Requires-Dist: metaflow-orchestrator-kit; extra == "dev"

# metaflow-mage

[![CI](https://github.com/npow/metaflow-mage/actions/workflows/ux-tests.yml/badge.svg)](https://github.com/npow/metaflow-mage/actions/workflows/ux-tests.yml)
[![PyPI](https://img.shields.io/pypi/v/metaflow-mage)](https://pypi.org/project/metaflow-mage/)
[![License](https://img.shields.io/badge/license-Apache--2.0-blue)](LICENSE)
[![Python](https://img.shields.io/pypi/pyversions/metaflow-mage)](https://pypi.org/project/metaflow-mage/) [![Docs](https://img.shields.io/badge/docs-mintlify-18a34a?style=flat-square)](https://mintlify.com/npow/metaflow-mage)

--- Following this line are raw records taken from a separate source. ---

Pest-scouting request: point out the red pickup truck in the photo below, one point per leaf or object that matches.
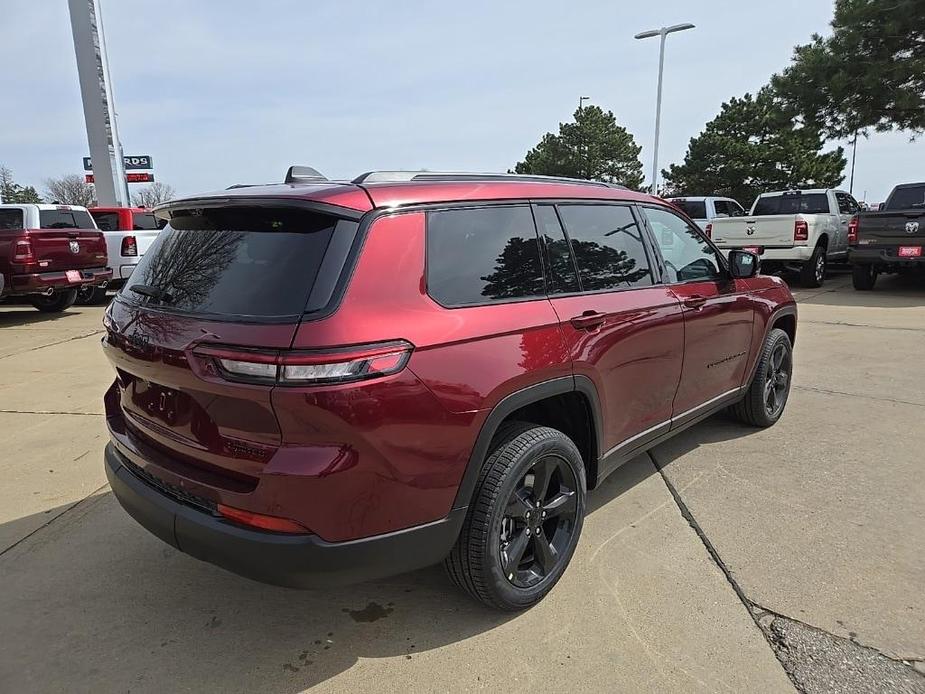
(49, 252)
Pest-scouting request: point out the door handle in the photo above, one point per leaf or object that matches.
(588, 320)
(695, 301)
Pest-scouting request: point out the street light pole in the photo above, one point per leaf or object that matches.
(662, 34)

Run any Metaflow flow as a Mage pipeline without rewriting your steps.

## The problem

Mage is a modern data pipeline tool with a rich UI and flexible block model, but it has no native support for Metaflow's step graph, artifact store, or retry semantics. Teams that want Mage's notebook-style visibility must either re-implement their Metaflow flows as Mage blocks from scratch or give up Metaflow's lineage, versioning, and `@retry` behavior. There is no ready-made compiler that maps a Metaflow DAG to Mage blocks while keeping the full Metaflow runtime intact.

## Quick start

```bash
pip install metaflow-mage
python flow.py mage create --mage-host http://localhost:6789
python flow.py mage trigger --mage-host http://localhost:6789
# Compiling HelloFlow to Mage pipeline...
# Pipeline hello_flow deployed successfully.
# Pipeline run started: http://localhost:6789/pipelines/hello_flow/runs/1
```

## Install

```bash
pip install metaflow-mage
```

From source:

```bash
git clone https://github.com/npow/metaflow-mage
cd metaflow-mage
pip install -e .
```

## Usage

**Deploy and run in one step:**

```bash
python flow.py mage run \
  --mage-host http://localhost:6789 \
  --mage-project metaflow_project
# Compiling HelloFlow to Mage pipeline...
# Pipeline hello_flow deployed successfully.
# Triggering pipeline run...
# Pipeline run started: http://localhost:6789/pipelines/hello_flow/runs/1
# Pipeline run is running...
# Pipeline run 1 completed successfully.
```

**Deploy once, trigger many times with parameters:**

```bash
python flow.py mage create --mage-host http://localhost:6789
python flow.py mage trigger --mage-host http://localhost:6789 \
  --run-param message=hello --run-param n=10
```

**Programmatic API:**

```python
from metaflow import Deployer

with Deployer("flow.py") as d:
    df = d.mage().create(
        mage_host="http://localhost:6789",
        mage_project="metaflow_project",
    )
    run = df.trigger(message="hello")
    print(run.status)       # RUNNING / SUCCEEDED / FAILED
    print(run.mage_ui)      # http://localhost:6789/pipelines/hello_flow/runs/1
    print(run.run.successful)  # True
```

**Delete a deployed pipeline:**

```bash
python flow.py mage delete --mage-host http://localhost:6789
# Pipeline hello_flow deleted from Mage.
```

## How it works

Each Metaflow step becomes a Mage Python block. An `init` block runs first to allocate the Metaflow run ID; subsequent blocks call `python flow.py step <step_name>` with `--run-id`, `--task-id`, and `--retry-count` threaded through as block outputs. Foreach steps emit a `foreach_init` block that enumerates items and fans out to per-item body blocks. A Mage API trigger (pipeline schedule) is created or reused on every `create`, so `trigger` works immediately without manual Mage UI setup.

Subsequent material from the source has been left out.